Denise Milne is responsible for the shelter’s daily operations. She lives in the house and her bedroom doubles as an office.
Milne said homeless women are often overlooked and underserved.
“In Tucson, there are more shelters for homeless men than there are for homeless women and there are men who are able to go from shelter to shelter, month by month, year by year, and never end up camping on the street, because they have that many resources available to them," she said.
"These women, the most they’ll get, if they can get into one of the three other programs other than ours, they’ll get about seven nights a month at the Salvation Army and if they can’t get into another program, then they’re back on the street until they can get back into the Sally a month later. There are not enough beds for homeless single women without children.”
Milne said the shelter is trying to fill that gap.
Places that do serve homeless women are often only open to them at night, but leave them with nowhere to go when morning comes.
“It may be some historical reason of ‘put jobless people out on the street and they’ll go get a job’ and that’s not how it works," Milne said. "They need more support when they’re out there during the day."
Patricia Carillo lost her job and her apartment, now she lives out her car.
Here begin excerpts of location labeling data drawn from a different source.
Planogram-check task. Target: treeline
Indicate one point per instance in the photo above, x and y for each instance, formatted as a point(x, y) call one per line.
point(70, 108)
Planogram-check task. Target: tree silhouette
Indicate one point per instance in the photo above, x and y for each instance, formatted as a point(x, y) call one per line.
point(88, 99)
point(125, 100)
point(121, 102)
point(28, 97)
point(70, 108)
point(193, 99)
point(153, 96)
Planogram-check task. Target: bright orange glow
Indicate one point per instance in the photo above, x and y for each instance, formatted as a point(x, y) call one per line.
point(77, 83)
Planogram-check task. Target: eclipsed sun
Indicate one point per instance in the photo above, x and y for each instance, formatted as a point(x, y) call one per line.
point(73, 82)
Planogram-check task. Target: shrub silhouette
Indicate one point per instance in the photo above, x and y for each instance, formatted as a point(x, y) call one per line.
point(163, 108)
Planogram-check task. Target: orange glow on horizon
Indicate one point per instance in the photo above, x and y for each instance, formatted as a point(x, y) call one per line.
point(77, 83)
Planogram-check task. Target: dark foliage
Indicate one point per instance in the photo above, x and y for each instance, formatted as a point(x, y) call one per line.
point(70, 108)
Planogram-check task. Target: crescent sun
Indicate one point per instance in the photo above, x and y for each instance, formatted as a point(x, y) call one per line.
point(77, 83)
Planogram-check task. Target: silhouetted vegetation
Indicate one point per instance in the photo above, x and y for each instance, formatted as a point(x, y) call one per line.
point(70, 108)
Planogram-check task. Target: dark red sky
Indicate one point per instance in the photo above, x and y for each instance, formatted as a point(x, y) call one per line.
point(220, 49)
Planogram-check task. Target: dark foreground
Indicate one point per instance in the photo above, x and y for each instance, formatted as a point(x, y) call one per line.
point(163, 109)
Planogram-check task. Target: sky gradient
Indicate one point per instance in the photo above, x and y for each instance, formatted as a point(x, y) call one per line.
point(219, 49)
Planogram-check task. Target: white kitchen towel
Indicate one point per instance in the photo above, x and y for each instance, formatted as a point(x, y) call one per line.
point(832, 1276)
“I have to sleep with the windows up because of the bugs that come to bite you and of course, someone coming to bother you … sometimes I do sleep, but it’s not easy. That’s why I wish I had a roof over my head and a bed to sleep on,” Carillo said.
The 1,200-square-foot home has a limited capacity, but Milne said they are currently looking for a larger property.
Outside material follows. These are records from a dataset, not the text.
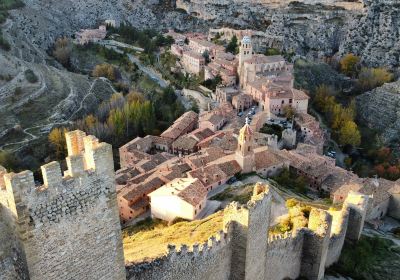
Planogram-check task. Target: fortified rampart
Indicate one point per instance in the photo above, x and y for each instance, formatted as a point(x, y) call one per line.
point(67, 228)
point(246, 251)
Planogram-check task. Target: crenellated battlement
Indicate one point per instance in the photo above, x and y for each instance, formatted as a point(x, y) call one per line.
point(68, 227)
point(246, 251)
point(214, 243)
point(89, 163)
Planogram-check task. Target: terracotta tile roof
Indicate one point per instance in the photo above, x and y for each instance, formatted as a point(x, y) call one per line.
point(180, 125)
point(230, 168)
point(299, 95)
point(190, 190)
point(396, 188)
point(202, 133)
point(204, 156)
point(262, 59)
point(134, 192)
point(213, 119)
point(160, 140)
point(208, 175)
point(193, 55)
point(185, 142)
point(266, 158)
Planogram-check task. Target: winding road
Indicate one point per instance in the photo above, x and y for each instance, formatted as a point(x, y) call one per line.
point(49, 125)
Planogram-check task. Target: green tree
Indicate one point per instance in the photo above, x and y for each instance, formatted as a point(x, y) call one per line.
point(105, 70)
point(289, 111)
point(349, 64)
point(272, 51)
point(349, 134)
point(370, 78)
point(57, 140)
point(62, 51)
point(233, 46)
point(8, 161)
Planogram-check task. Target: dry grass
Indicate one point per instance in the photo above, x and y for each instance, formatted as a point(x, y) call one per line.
point(240, 194)
point(149, 240)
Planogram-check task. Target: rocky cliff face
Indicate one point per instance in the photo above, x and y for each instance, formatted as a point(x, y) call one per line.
point(315, 28)
point(379, 109)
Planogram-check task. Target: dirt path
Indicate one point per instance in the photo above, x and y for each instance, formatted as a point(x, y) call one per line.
point(51, 124)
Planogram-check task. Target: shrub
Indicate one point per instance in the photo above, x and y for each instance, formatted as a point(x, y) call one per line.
point(272, 51)
point(62, 51)
point(105, 70)
point(4, 44)
point(370, 78)
point(18, 91)
point(30, 76)
point(349, 64)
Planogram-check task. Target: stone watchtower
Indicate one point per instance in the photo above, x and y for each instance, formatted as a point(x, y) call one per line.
point(245, 53)
point(249, 225)
point(67, 228)
point(244, 152)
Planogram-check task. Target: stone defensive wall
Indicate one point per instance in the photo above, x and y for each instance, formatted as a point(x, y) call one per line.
point(68, 227)
point(244, 250)
point(210, 260)
point(284, 255)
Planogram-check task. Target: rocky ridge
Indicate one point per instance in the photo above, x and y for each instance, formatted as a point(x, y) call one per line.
point(379, 109)
point(315, 29)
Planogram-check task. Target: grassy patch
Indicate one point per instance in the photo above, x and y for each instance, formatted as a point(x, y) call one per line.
point(149, 239)
point(371, 258)
point(272, 129)
point(240, 194)
point(30, 76)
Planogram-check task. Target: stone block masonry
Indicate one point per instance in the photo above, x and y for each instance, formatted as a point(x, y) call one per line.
point(248, 252)
point(68, 228)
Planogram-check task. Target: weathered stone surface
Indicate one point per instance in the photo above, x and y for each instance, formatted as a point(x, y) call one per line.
point(379, 109)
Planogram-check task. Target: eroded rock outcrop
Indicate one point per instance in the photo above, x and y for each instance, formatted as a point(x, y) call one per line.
point(314, 28)
point(379, 109)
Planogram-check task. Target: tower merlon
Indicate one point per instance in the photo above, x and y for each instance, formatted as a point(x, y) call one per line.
point(51, 173)
point(74, 141)
point(76, 165)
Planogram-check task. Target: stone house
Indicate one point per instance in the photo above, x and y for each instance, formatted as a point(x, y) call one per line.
point(193, 62)
point(242, 102)
point(187, 144)
point(275, 97)
point(225, 94)
point(213, 121)
point(181, 198)
point(200, 46)
point(184, 124)
point(215, 175)
point(85, 36)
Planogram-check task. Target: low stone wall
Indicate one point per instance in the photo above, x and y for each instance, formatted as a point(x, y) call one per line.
point(338, 235)
point(210, 260)
point(284, 256)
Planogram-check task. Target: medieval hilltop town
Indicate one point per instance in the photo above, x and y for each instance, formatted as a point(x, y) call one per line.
point(69, 226)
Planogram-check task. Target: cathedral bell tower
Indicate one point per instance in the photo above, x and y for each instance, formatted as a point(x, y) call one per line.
point(245, 53)
point(244, 152)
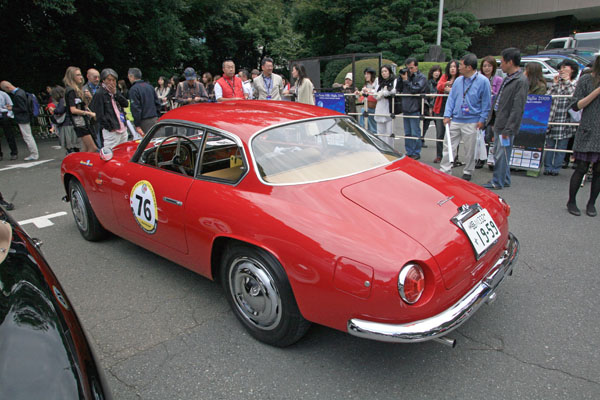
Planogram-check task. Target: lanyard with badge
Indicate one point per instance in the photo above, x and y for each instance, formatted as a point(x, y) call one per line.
point(232, 88)
point(465, 107)
point(269, 87)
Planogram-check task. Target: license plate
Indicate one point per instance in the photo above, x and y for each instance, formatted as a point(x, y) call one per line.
point(482, 231)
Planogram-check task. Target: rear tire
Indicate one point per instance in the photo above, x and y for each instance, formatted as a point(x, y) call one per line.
point(85, 218)
point(261, 297)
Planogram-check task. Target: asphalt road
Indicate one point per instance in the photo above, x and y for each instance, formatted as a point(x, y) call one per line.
point(162, 332)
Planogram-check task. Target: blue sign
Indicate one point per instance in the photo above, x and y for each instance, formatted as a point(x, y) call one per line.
point(332, 101)
point(535, 122)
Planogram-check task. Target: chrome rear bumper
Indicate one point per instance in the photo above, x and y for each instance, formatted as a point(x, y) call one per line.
point(448, 320)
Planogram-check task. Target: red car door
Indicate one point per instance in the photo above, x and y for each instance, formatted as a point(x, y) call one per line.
point(149, 201)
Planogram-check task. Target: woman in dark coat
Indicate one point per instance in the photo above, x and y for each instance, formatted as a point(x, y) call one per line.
point(586, 147)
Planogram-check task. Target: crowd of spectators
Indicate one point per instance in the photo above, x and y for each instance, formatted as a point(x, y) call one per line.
point(469, 101)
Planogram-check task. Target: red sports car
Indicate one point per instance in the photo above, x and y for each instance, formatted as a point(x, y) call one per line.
point(302, 216)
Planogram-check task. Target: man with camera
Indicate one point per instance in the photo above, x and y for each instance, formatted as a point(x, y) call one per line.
point(412, 82)
point(468, 107)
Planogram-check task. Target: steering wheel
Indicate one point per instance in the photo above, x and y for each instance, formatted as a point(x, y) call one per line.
point(178, 157)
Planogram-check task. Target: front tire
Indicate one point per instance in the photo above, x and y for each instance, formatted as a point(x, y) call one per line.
point(261, 297)
point(85, 218)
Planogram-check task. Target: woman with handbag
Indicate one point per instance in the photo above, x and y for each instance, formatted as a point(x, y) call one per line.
point(370, 88)
point(77, 110)
point(444, 86)
point(558, 136)
point(385, 97)
point(586, 147)
point(66, 132)
point(109, 105)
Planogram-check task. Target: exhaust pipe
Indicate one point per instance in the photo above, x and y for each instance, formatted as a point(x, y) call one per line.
point(446, 341)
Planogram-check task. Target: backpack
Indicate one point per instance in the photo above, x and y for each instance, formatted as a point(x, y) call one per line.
point(33, 104)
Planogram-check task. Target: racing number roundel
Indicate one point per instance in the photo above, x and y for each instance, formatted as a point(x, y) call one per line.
point(143, 204)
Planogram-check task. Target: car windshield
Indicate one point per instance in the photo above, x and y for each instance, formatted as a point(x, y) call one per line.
point(559, 44)
point(588, 43)
point(554, 61)
point(317, 150)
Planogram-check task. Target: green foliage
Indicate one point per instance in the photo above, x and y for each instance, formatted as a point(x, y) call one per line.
point(41, 38)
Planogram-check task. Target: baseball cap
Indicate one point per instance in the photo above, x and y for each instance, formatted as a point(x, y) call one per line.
point(189, 73)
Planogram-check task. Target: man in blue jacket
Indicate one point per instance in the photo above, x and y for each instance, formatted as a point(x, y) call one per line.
point(22, 112)
point(508, 108)
point(468, 107)
point(145, 106)
point(413, 82)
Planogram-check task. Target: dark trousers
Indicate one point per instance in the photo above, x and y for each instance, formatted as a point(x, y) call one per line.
point(9, 133)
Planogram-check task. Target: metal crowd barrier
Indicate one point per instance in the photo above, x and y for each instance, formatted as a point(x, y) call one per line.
point(422, 117)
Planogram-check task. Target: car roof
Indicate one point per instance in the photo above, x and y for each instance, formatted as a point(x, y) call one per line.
point(246, 117)
point(565, 56)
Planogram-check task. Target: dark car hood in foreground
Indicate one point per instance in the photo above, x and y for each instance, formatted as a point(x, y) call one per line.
point(421, 202)
point(43, 351)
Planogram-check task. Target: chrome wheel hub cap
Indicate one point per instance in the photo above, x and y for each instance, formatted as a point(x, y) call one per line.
point(78, 208)
point(254, 293)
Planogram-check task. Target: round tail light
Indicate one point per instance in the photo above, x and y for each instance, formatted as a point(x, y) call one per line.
point(411, 283)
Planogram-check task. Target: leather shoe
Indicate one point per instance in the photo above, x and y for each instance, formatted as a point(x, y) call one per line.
point(7, 205)
point(573, 209)
point(591, 210)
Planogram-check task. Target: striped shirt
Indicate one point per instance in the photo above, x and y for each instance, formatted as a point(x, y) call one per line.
point(559, 110)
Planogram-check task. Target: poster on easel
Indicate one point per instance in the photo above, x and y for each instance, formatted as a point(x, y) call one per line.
point(529, 143)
There was a time when Skye had a home to call her own, now she imagines how she’d like her home to be.
“It means a safe place where I can let me guard down, where there’s an interior space and an outside space that I can be myself and not feel threatened or anything invasive going on, but I don’t know if I’ll ever have that again … I’m not sure,” Skye said.
Fedigan said she wants the shelter to continue to be a place where women can come, and receive help and support.
The Sister Jose Women’s Shelter is currently operating a daytime program on Tuesdays through Saturdays, from 9 a.m. to 2 p.m. On Friday, Nov. 29, they will kick off their winter shelter, with 12 beds available for overnight stays.